Her şey hemen olsun bitsin yaşanacaklar yaşansın ama en sonunda onunla olayım isterdim her zaman. Kokusuyla sarmalanmak, kolları arasında uyumak isterdim geceleri. Her şeyin sonunda yine de onunla olacağıma çok inandırmıştım kendimi. Yatmadan önce hayaller kurar neler yapacağımızı planlardım. Dinlediğim bütün şarkıları ona armağan ederdim.

Ama şimdi kaybettim hepsini. Beklemek güzeldi eğer sonunda o varsa, şimdi karanlıklar içinde kayboldum. Her karanlığın bir aydınlığı, her gecenin bir sabahı vardır derler. Ben güneşimi kaybettim.

Gidememiştim. Ondan gideceğimi söylemiştim, yapamadım. Şimdi onun odasında, onun koltuğunda her zaman hayalini kurduğum şeyi yapıyordum.

Onu bekliyordum.

Fakat güzel olanın onu beklemek değil sonunda onun olmasını bilerek beklemek olduğunu anlamıştım. Ruhum acı çekiyordu.

Uzun soluklu bir görevden bahsediyorlardı. Çok zormuş, hangi timi gönderecekleri belli değilmiş. Gidenlerin kurtulması zormuş.

O gitmeden önce kulağıma ilişmişti bunlar. Daha bir saat geçmeden onun gittiğini öğrendim. Beni görmemek için o gitmişti, sonunda ölüm olma ihtimalini bile bile.

Normal bir görev değildi. Babam bile başka bir şekilde halledilmesi için çok diretmişti. İntihar olacağını söylemişti.

Fakat Türk askeri korkmazdı, kaçamazdı. Konu vatansa gerisi onlar için teferruattı.

Alparslan gitmek için çok diretmiş.

O gittikten sonra babama sarılıp uzun uzun ağlayarak onu anlatmıştım. Babamın onu öğrenmesi de böyle oldu. Kollarında baygın düştüğümde telaşla hastaneye götürmüş; uyandığımda da onun sapasağlam döneceğini, ne kadar yetenekli olduğunu, döndüğü zaman da beni üzdüğü için sıkı bir azar çekeceğini söyleyip durdu.

Fakat gözlerinde görmüştüm. Geri dönmeyecekti.

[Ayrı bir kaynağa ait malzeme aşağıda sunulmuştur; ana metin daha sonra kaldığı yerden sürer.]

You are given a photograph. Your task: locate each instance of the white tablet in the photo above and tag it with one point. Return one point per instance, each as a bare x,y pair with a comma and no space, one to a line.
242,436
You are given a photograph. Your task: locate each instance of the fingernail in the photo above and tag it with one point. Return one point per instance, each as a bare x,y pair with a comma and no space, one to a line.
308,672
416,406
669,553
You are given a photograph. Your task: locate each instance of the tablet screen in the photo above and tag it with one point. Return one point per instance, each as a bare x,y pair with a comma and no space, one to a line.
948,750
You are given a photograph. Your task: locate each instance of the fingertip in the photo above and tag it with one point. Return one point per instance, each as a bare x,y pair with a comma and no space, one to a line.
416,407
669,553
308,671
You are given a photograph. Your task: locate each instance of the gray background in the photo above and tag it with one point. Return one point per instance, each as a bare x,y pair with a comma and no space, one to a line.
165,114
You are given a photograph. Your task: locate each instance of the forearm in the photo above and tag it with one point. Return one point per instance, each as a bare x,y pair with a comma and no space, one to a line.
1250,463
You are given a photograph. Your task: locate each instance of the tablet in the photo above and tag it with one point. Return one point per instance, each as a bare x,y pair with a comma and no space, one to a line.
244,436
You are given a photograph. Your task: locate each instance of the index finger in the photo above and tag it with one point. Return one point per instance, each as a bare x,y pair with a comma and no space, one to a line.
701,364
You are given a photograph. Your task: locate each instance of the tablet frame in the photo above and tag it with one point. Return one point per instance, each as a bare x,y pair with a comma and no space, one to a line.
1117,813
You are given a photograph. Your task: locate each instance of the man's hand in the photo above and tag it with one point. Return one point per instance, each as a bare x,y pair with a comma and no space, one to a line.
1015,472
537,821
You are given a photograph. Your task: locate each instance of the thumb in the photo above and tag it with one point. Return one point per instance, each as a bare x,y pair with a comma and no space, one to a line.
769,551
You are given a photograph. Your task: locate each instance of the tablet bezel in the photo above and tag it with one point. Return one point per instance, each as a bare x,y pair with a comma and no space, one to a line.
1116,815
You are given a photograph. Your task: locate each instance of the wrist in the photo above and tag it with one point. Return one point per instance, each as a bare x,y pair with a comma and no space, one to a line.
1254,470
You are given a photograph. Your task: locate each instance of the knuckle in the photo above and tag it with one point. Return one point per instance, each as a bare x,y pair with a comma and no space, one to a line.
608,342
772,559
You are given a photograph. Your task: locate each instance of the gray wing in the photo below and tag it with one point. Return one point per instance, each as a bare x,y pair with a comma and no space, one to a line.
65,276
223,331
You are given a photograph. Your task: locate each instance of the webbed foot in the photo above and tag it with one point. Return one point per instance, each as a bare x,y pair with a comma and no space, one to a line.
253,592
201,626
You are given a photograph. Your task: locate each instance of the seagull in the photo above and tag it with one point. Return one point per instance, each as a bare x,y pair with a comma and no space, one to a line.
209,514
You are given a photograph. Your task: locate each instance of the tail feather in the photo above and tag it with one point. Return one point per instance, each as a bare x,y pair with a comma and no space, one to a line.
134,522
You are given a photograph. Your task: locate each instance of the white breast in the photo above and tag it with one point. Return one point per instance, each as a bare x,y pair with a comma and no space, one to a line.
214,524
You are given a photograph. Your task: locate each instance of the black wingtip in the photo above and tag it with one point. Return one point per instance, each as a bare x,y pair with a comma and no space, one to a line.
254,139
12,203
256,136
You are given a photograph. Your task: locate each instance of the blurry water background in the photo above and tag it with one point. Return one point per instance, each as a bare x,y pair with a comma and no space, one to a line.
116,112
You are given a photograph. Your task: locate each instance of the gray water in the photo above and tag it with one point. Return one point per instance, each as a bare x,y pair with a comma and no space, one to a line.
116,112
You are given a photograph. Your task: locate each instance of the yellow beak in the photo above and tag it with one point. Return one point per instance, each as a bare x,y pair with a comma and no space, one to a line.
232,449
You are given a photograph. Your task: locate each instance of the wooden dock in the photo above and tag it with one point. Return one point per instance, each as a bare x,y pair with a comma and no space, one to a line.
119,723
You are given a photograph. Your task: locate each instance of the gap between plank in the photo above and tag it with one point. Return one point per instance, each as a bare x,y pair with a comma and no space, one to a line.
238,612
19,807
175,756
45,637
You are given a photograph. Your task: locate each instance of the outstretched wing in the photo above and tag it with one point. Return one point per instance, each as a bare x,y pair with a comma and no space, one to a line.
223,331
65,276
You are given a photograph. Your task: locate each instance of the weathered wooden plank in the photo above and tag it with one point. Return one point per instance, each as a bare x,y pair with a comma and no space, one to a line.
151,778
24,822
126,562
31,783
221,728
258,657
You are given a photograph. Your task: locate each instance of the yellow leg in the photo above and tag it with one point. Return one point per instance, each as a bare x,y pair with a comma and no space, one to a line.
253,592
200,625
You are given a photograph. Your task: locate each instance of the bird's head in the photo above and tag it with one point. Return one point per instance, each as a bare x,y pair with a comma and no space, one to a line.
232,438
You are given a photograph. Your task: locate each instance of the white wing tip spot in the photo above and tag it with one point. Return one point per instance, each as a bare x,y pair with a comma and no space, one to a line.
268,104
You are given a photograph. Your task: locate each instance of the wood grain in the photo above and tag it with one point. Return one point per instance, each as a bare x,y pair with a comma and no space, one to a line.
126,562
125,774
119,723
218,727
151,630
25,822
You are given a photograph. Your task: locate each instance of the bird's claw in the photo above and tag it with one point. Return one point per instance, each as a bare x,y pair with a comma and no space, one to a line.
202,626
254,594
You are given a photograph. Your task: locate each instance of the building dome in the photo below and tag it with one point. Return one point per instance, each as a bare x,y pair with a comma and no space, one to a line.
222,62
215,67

O gittiğinden beri nefes alamıyorum, uyuyamıyorum, gülemiyorum. Onu düşünmeden tek bir anım geçmiyor.

Çok fazla pişmanlığım çok fazla keşkem var. Keşke her şey daha farklı olsaydı, keşke daha erken cesaret edebilseydim, en başta daha açık olsaydım, daha fazla diretseydim.

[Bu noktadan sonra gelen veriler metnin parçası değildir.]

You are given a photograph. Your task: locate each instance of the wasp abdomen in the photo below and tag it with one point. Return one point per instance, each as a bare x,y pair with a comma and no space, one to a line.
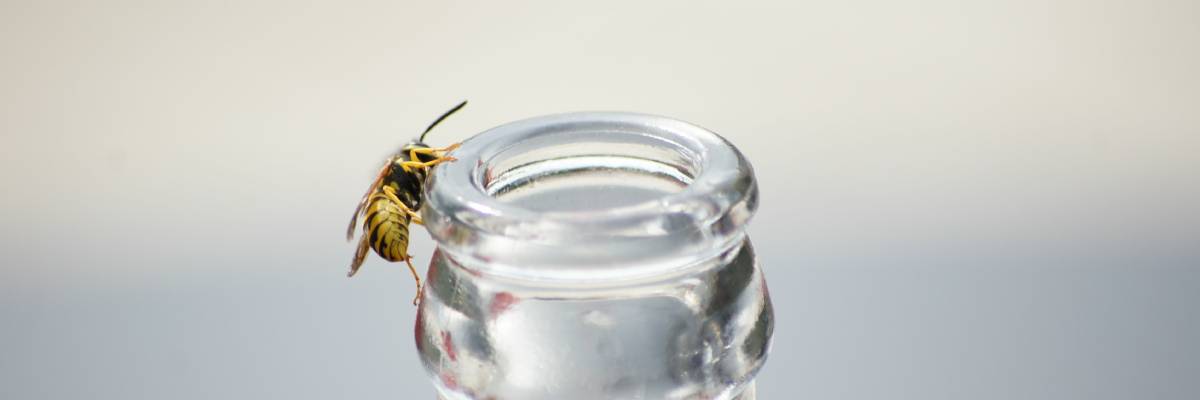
387,230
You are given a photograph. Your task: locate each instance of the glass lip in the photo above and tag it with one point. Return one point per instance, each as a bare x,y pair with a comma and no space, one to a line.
717,203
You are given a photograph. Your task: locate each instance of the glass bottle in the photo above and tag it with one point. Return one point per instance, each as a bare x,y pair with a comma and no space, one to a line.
593,256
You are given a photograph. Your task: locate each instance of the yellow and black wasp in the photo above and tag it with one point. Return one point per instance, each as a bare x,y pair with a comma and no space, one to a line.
394,198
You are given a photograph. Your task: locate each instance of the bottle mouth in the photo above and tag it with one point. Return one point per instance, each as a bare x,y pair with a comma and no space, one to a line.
588,195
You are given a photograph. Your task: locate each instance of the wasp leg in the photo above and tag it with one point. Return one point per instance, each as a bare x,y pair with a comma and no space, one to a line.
412,215
417,278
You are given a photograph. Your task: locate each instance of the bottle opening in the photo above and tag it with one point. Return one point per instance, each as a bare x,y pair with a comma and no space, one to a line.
601,190
588,172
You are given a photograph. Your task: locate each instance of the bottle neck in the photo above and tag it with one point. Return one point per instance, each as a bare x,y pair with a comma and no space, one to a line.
591,197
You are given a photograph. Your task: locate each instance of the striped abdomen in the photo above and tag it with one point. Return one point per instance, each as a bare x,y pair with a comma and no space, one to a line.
387,228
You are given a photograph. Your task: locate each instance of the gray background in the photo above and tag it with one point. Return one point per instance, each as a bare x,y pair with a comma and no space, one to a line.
960,201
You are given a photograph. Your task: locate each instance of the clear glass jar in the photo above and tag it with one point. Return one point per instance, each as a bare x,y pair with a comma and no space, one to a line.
593,256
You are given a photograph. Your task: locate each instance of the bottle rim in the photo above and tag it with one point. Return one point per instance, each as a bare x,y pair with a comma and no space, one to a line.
467,219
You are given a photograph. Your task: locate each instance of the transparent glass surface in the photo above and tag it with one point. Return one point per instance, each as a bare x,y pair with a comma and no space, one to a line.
593,256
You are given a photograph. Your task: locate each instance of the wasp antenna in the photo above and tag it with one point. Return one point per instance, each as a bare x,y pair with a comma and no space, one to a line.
439,120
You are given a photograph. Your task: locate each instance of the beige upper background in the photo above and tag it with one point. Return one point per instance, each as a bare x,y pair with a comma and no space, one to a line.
959,200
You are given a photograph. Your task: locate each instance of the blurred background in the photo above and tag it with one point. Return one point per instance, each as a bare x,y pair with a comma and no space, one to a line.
959,201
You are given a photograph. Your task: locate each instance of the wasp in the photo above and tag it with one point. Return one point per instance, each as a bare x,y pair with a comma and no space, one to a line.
394,200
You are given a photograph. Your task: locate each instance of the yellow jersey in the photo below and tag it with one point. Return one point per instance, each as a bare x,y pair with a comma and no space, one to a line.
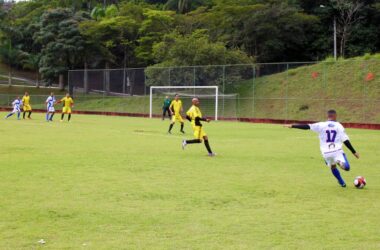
67,101
193,113
26,100
176,106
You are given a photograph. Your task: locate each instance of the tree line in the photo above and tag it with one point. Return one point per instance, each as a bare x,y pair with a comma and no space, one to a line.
53,36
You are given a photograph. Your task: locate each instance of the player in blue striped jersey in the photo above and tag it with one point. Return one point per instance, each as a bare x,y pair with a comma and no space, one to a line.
332,136
50,111
16,108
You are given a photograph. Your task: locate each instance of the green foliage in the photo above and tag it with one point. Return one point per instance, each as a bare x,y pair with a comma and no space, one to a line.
62,42
193,49
139,33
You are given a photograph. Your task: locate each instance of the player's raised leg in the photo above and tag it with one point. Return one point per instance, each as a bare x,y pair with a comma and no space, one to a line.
336,173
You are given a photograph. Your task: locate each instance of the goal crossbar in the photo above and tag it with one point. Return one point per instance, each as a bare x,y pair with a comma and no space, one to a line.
216,88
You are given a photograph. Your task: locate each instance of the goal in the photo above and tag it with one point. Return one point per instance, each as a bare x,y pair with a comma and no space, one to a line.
213,103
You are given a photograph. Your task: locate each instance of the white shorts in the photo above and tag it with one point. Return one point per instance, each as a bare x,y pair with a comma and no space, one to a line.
16,110
333,157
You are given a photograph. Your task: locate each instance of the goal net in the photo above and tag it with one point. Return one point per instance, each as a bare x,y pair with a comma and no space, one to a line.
213,103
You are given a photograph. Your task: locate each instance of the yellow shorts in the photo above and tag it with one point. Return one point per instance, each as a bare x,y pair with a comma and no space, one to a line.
199,132
66,110
177,118
27,107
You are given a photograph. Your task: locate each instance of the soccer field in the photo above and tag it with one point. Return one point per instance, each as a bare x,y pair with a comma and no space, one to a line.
123,183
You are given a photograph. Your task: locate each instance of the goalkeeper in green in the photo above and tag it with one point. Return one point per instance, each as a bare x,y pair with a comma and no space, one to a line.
166,108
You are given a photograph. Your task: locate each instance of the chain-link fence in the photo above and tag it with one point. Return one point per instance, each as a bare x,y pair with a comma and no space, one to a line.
286,91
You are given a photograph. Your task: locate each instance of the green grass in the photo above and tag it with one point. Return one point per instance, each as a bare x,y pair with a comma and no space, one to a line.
123,183
292,94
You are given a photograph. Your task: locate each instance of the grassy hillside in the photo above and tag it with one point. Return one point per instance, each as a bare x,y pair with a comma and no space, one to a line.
305,93
299,93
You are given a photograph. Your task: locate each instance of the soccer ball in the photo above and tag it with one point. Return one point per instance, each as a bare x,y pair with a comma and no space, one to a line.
360,182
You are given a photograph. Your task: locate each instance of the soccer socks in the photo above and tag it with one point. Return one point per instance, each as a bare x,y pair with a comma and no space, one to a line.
208,147
337,175
193,141
170,127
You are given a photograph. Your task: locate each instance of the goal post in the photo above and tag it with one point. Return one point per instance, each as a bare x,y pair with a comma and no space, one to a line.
214,89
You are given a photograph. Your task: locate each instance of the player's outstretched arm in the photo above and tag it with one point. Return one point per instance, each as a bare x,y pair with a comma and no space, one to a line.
299,126
351,148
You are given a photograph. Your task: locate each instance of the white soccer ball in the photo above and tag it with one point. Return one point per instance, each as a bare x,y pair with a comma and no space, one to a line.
360,182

Ya da onu hiç görmeseydim.

O zaman her şey daha farklı olurdu. Benden kaçmak için gitmezdi. Belki bir kadını severdi, çocukları olurdu. Her zaman hayalini kurduğu o sıcacık eve sahip olurdu. Eğer onu sevmeseydim ve ona söyleyecek kadar delirmeseydim sevgimden, mutlu olurdu.

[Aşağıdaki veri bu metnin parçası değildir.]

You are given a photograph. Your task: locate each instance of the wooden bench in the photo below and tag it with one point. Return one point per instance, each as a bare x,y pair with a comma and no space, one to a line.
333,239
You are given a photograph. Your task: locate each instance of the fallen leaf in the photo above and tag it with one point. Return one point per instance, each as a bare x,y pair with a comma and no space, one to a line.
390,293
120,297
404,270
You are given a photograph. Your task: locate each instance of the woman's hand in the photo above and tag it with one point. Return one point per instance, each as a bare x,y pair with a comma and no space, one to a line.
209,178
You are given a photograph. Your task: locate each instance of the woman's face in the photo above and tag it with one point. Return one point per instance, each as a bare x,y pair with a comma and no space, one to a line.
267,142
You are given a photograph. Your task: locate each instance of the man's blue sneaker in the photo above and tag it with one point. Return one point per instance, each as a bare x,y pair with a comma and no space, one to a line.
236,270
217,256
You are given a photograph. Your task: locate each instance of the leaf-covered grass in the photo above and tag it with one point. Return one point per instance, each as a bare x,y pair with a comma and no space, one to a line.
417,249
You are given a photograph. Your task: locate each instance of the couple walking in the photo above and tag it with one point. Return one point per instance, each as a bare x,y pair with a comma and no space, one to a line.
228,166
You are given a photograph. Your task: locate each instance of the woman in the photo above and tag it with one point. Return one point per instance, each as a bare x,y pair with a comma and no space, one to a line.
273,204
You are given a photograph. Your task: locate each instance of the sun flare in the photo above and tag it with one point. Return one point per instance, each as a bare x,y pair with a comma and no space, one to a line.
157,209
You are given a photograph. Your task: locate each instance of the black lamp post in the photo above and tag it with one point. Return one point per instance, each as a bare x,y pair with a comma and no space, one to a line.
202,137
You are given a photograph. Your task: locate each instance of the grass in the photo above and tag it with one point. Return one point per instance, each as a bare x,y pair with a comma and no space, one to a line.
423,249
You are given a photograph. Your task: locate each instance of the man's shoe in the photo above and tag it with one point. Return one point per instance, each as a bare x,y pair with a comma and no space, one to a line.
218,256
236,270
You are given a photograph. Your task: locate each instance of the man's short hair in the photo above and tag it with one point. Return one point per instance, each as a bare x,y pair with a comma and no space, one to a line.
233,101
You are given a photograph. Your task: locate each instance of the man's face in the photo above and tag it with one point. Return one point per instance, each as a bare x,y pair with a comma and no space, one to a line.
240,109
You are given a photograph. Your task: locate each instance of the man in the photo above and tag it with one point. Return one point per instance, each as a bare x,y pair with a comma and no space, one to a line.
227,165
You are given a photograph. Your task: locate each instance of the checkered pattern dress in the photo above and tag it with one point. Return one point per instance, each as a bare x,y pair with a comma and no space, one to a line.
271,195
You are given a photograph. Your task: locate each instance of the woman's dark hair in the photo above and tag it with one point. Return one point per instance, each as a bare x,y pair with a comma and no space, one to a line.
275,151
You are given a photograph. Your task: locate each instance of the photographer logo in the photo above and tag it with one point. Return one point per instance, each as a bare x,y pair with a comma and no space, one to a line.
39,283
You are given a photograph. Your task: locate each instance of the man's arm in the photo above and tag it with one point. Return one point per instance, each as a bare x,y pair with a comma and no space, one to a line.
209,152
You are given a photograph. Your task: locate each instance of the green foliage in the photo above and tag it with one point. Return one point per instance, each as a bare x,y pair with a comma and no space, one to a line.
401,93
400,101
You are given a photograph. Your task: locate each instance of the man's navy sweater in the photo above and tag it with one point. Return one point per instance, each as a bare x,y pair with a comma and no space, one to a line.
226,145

Her zaman ona kavuşmak için dua ederdim. Doğum günümde muma üflerken, kayan bir yıldız gördüğümde, papatyanın kopardığım her yaprağında onu dilerdim.

Her dilek gerçekleşmez, her beklenen gelmezmiş.

Şimdi onun odasında, onun masasında onu bekliyordum ama gelmiyordu. Günlerdir olduğu gibi...

Odanın kapısının yavaşça açılmasıyla daldığım yerden kapıya baktım. Babam gelmişti. Çökmüş omuzlarıyla kapattığı kapıya yaslanıp kafasını yere eğdi. Derin derin nefes alıyordu.

Kalbime bir ağırlık çöktü, nefesim tekledi. Oda gittikçe bulanıklaşmaya başlarken yavaşça oturduğum yerden kalktım.

Babam kafasını hafif kaldırıp kızarmış gözleriyle bana baktı. Kurumuş ve ısırmaktan kızarmış dudaklarını birbirine bastırmıştı. Kaşlarını çatıp derince nefes çekti içine. Söyleyemedikleri boğazına dizilmiş gibi art arda yutkundu.